Normally, the St. Louis-based website The Gateway Pundit can and should be laughed off as right-wing, fake-news nonsense. But as Reuters recently reported, the site’s false allegations of election fraud in jurisdictions around the country have stoked harassment and death threats against two dozen election officials. The reason toxic platforms like this exist is because there is a market for them. Only when the news-consuming public learns to be more discerning in where it looks for information will those platforms loosen their damaging grip on political discourse.
The Gateway Pundit is a popular blog among America’s far-right political fringes, trafficking in the kind of half-truths and whole-cloth lies that fuel so much of that end of the political spectrum these days. After a right-wing fanatic killed a counterprotester with a car during the white nationalist demonstration in 2017 in Charlottesville, Virginia, The Gateway Pundit falsely attributed the attack to an “Anti-Trump protester.” After the Las Vegas mass shooting that year, it wrongly accused “a Democrat who liked Rachel Maddow.”
The site was a prominent purveyor of the racist lie that former President Barack Obama wasn’t born in the United States. And, more recently, it advanced the Trumpian big lie that the 2020 presidential election was rife with fraud.
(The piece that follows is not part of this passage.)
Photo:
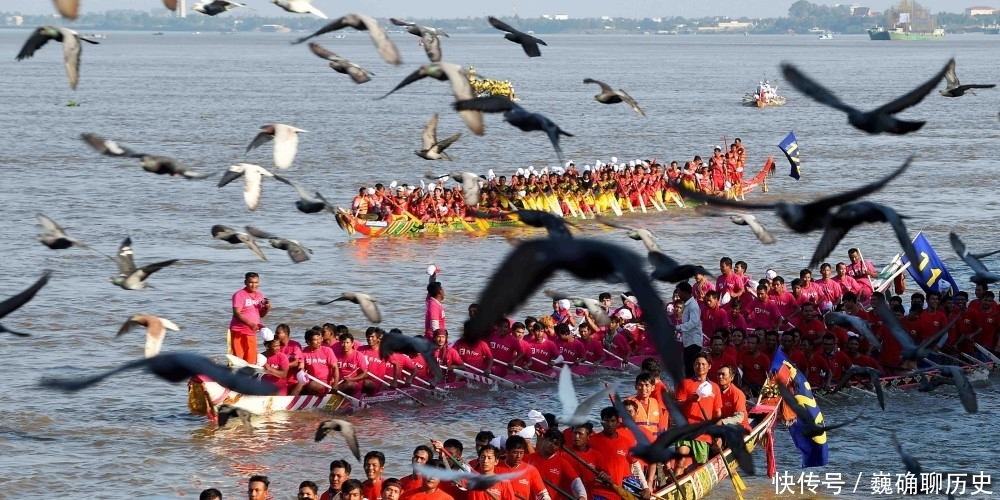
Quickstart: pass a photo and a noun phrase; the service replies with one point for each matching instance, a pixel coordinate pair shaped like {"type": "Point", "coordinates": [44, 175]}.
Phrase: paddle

A mother and daughter who together counted ballots in Fulton County, Georgia, sued the website and its founder, St. Louisan Jim Hoft, after the site promoted false allegations by Trump surrogates that the pair counted “suitcases” full of fake Biden ballots after hours. That August post drew a comment on Hoft’s site alleging the two women “are traitors to the country and should be hung by the neck until dead.”
The site also promoted the falsehood about “fake” ballots in Madison, Wisconsin, which led one commenter to specify the kind of bullet recommended for killing the city clerk there. Other public officials in Wisconsin, Georgia and Arizona were inundated with racist or misogynistic hate email, allegations of “treason” and calls for their imprisonment after The Gateway Pundit lobbed baseless allegations of fraud at them.
Mainstream media outlets today are routinely accused by both the right and left of ideologically tilting their reporting, and it’s not difficult to find anecdotal evidence to back up such criticism. But those mainstream sources, including this newspaper, at least attempt to present factual coverage, because their business models rely on long-term credibility. The Gateway Pundits of the world and fellow travelers, like One America News Network and Breitbart News, rely instead on shock, outrage and an appeal to consumers’ worst instincts. Facts seldom come into it.
It’s easy to research assertions made on these platforms. Often, they’ve already been debunked by reputable sources such as FactCheck.org and PolitiFact. Such double-checking by consumers shouldn’t be necessary, but in a media universe polluted by such fake-news waste dumps as The Gateway Pundit, it is.